Frustrée de ne pas avoir pu visiter le Cap Vert, mais avec ce vent de sable qui bouche toute visibilité les visites ont moins d’intérêt.

A 14H15 Thierry lève l’ancre… et les problèmes techniques continuent : la patte de blocage du couvercle de la baille de mouillage est tordue et Thiery doit la redresser tandis que je tourne en rond dans la baie de Mindelo.

A 14H30 nous sortons de la baie et c’est parti pour plus de 2000 milles (près de 4000 km), cap à l’ouest ! Nous filons au grand largue sous génois, tribord amure (le vent vient de tribord et les voiles sont sur bâbord) avec 15 nœuds de vent et une petite houle de 2 mètres. Le temps est nuageux et la mer est grise ; il fait frais. A 17H je vais dormir un peu : en mer il faut anticiper sur les besoins de sommeil et profiter de chaque coup de fatigue pour aller dormir.

A la sortie du canal inter-îles l’effet venturi se fait sentir et le vent se lève brusquement à 25 nœuds, la mer se creuse et la houle croisée est vite désagréable. Le bateau lofe (remonte au vent) et Thierry prend un ris dans le génois (il réduit la surface de voilure). Il hisse la grand-voile arrière avec trois ris pour stabiliser le bateau. Ce faisant, un des bouts du lazy-jack casse, ce qui ne facilitera pas les choses pour affaler la voile.

Je prépare des pommes de terre rôties et une omelette. Au fur et à mesure que je cuisine la houle se creuse et ça remue de plus en plus. Lorsque c’est enfin prêt j’ai le mal de mer et ne peux quasiment rien avaler. Dommage pour moi, ça avait l’air bon ! Il faut que je vous explique ce que signifie « cuisiner » dans une mer agitée. D’abord il faut bien se caler pour ne pas être projetée à la première grosse vague. Notre cuisine est pour cela très pratique car c’est un couloir étroit et il suffit de s’adosser à la cloison du moteur pour être en sécurité. La gazinière est montée sur cardans et reste à peu près horizontale.

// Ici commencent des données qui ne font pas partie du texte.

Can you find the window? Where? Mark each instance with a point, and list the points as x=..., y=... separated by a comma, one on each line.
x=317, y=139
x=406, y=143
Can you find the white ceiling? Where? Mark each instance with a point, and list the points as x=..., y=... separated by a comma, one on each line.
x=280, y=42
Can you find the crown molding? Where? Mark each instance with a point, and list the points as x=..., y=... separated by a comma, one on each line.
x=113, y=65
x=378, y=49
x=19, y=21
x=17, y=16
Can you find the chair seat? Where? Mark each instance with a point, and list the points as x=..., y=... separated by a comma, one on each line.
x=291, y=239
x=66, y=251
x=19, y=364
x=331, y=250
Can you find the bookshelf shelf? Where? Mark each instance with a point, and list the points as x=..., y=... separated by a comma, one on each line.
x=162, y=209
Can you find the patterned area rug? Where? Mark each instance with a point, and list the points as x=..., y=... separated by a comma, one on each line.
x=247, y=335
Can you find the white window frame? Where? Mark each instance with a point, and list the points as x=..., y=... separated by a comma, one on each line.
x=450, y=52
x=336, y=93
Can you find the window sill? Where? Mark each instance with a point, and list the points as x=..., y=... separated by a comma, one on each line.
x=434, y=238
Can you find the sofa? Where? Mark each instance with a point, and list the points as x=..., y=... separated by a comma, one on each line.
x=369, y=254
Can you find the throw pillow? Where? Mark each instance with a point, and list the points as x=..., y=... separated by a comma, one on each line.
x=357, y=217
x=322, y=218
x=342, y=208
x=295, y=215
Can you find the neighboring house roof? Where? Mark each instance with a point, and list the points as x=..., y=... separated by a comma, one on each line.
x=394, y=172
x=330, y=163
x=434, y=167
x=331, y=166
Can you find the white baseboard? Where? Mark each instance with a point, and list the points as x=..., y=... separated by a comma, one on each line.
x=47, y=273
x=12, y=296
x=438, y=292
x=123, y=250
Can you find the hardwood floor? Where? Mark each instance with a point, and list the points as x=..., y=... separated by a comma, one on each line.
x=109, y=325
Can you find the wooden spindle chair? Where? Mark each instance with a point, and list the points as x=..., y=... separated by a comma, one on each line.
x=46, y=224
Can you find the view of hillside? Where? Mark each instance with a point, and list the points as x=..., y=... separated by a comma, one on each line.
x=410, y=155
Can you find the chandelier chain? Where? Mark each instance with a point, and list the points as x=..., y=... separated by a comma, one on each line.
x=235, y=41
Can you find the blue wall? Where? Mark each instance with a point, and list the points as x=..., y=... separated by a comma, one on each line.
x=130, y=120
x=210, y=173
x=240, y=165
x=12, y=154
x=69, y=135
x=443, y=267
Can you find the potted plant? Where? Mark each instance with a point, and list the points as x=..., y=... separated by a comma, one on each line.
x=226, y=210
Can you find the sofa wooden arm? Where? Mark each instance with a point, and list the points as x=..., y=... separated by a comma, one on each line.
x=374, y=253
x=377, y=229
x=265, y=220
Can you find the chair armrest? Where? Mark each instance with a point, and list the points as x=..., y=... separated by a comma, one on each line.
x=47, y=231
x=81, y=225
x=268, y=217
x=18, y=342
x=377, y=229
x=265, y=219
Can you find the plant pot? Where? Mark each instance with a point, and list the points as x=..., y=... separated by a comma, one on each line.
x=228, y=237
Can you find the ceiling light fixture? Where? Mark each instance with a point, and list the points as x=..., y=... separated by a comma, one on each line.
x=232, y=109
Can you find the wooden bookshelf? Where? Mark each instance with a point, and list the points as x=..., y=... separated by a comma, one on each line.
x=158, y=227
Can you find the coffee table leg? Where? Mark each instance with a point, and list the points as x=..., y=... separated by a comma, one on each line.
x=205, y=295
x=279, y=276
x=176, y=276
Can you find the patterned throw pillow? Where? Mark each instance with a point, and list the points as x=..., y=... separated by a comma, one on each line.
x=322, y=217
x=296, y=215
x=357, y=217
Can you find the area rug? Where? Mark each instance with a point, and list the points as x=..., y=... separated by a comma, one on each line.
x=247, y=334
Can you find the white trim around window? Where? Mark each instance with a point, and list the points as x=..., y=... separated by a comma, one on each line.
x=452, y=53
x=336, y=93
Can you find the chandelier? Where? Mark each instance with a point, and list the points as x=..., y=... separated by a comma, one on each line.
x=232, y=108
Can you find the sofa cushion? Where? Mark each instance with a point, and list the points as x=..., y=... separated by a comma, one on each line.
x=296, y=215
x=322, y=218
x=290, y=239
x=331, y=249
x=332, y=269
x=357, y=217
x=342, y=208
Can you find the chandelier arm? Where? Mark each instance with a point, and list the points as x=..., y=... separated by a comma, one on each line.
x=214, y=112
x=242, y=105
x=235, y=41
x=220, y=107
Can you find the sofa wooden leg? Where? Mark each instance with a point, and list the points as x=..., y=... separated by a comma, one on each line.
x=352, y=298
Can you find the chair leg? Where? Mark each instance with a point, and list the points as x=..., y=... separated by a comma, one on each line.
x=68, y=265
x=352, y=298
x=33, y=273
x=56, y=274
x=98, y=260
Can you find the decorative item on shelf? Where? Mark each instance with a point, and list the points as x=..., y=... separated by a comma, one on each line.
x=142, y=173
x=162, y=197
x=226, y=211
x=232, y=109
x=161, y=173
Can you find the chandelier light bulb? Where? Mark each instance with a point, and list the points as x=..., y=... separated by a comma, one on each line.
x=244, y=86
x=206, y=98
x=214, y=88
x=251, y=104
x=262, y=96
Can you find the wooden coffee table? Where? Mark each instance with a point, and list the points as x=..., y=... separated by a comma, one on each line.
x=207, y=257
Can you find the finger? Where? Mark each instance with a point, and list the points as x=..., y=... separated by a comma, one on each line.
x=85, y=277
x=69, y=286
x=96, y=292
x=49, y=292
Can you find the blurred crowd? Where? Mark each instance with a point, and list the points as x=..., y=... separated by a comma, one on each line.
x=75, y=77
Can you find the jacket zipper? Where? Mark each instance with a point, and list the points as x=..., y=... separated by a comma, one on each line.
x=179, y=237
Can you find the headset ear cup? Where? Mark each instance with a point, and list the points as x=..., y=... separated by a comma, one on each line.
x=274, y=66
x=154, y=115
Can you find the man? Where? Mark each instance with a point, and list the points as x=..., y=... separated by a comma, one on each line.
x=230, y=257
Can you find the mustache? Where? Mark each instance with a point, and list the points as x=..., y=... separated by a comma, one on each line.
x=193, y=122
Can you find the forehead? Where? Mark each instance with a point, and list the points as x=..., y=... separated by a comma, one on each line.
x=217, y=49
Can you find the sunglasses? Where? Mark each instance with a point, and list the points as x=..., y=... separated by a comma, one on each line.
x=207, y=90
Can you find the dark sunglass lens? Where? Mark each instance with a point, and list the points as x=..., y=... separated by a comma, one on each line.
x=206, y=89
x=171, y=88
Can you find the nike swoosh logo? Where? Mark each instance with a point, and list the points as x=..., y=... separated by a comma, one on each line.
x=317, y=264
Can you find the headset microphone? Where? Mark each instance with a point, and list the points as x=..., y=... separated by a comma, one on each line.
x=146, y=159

Lorsqu’on ouvre un placard, selon le côté sur lequel le bateau gîte, il faut veiller à ne pas se prendre tout son contenu sur la tête : entrouvrir un peu la porte coulissante et passer la main à l’intérieur pour chercher l’objet désiré. Malgré les « grip » posés sur le plan de travail qui empêchent les choses de glisser, il arrive fréquemment que tout valse à la première  grosse vague. Il faut donc tenir tout ce qui est posé... malheureusement on n'a que deux mains. Bref, c’est du sport !  

Nous enfilons salopettes et vestes de quart pour affronter notre première nuit en mer. La nuit tombe vers 19H et c’est parti pour mon premier quart. Le temps est couvert mais la nuit est assez claire. Malheureusement, la lune ne se lève que vers minuit. Le vent tourne à plusieurs reprises : Nord-Est, Nord-Ouest puis carrément Sud ! Pour finir il se stabilise Sud-Ouest à 15 nœuds. Pour m’occuper, je réfléchis à ce que je pourrai écrire dans ce journal.

Tant que nous sommes dans la zone de perturbation des îles du Cap Vert il nous semble normal que la mer soit mauvaise. Des vagues arrivent dans tous les sens et ballottent le bateau.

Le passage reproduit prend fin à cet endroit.